Seanad debates

Friday, 16 October 2020

Commission of Investigation (Mother and Baby Homes and certain related Matters) Records, and another Matter, Bill 2020: Committee and Remaining Stages

 

10:30 am

Photo of Alice-Mary HigginsAlice-Mary Higgins (Independent) | Oireachtas source

I am disappointed. With great respect, the 2004 Act is not set in stone. We amend and change laws all the time. Of course, there is a concern if there are people whose rights are affected because we have changed a law. The Minister may speak of the rights of those who participated. However, there is sufficient measure already, even within Article 15 of the GDPR, to protect the rights of those who participated. Article 15 states: "The right to obtain a copy referred to in paragraph 3 [the right of providing a copy of personal data] shall not adversely affect the rights and freedoms of others." The latter means that there is already in place a measure which ensures that if there is a concern on the part of anybody who participated in the commission that his or her rights might be affected. I do not see how inhibiting Article 15, or seeming to do so - especially when the Minister described them as almost being more concerned - because, at present, the position is only constrained under section 39 of the 2004 Act, which was only inserted into it two years ago. The Act was changed two years ago in an explicit attempt to narrow the position and remove rights under Article 15 because the GDPR rights took precedence over the original constraints. The 2004 Act was amended in 2018 by means of section 198 of the Data Protection Act, whereby there was an explicit decision to have it stated that Article 15 would be constrained only "to the extent necessary and proportionate to safeguard the effective operation of commissions and the future cooperation of witnesses".

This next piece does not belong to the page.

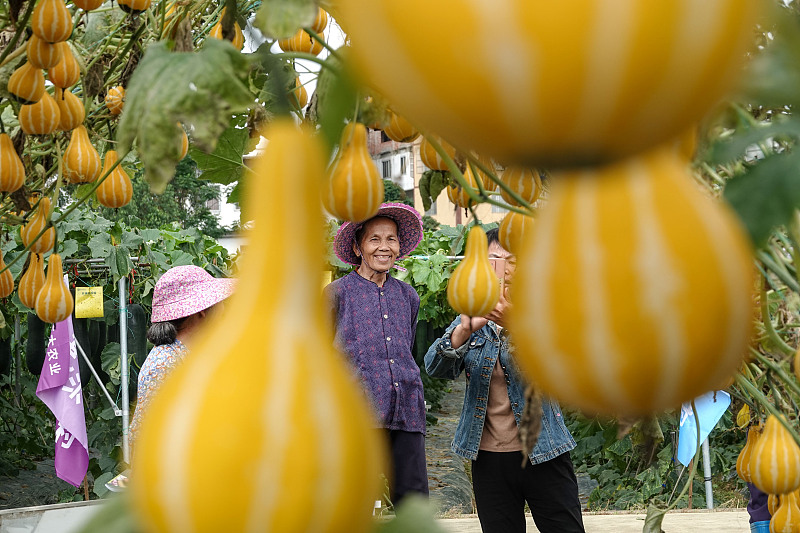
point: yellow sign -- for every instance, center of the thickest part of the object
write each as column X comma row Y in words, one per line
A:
column 88, row 302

Amendments Nos. 24 and 26 in the names of Senators Bacik and Ruane simply seek to clarify that Article 15 applies. However, it should be clearly stated on the record that it applies and that the exclusions the Minister has put in with regard to section 198 of the 2018 Act are not helpful and should be removed. If the Minister does not remove them, he will have a battle of interpretation because I guarantee that someone will say that the decision to withhold from someone information regarding where that person's child is buried is not necessary or proportionate in the context of the operation of future commissions. The Minister is opening himself up to a suite of litigation. Of course, there will be those who will not be able to litigate and they will simply suffer as a result of the impact of a poorly designed tool. If the Minister cannot accept either amendment Nos. 24 or amendment No. 26, he needs to know that the Senators asked him to clarify that issue in the context of both of those amendments. I regard refusing information to persons in respect of a deceased family member as already being illegal and out of line with Article 15 - even under the interpretation adopted by means of section 198 of the 2018 Act - but I would regard it as an unnecessary cruelty to fail to give people that clarity and to suggest, in the context of the records, that it somehow cannot be done.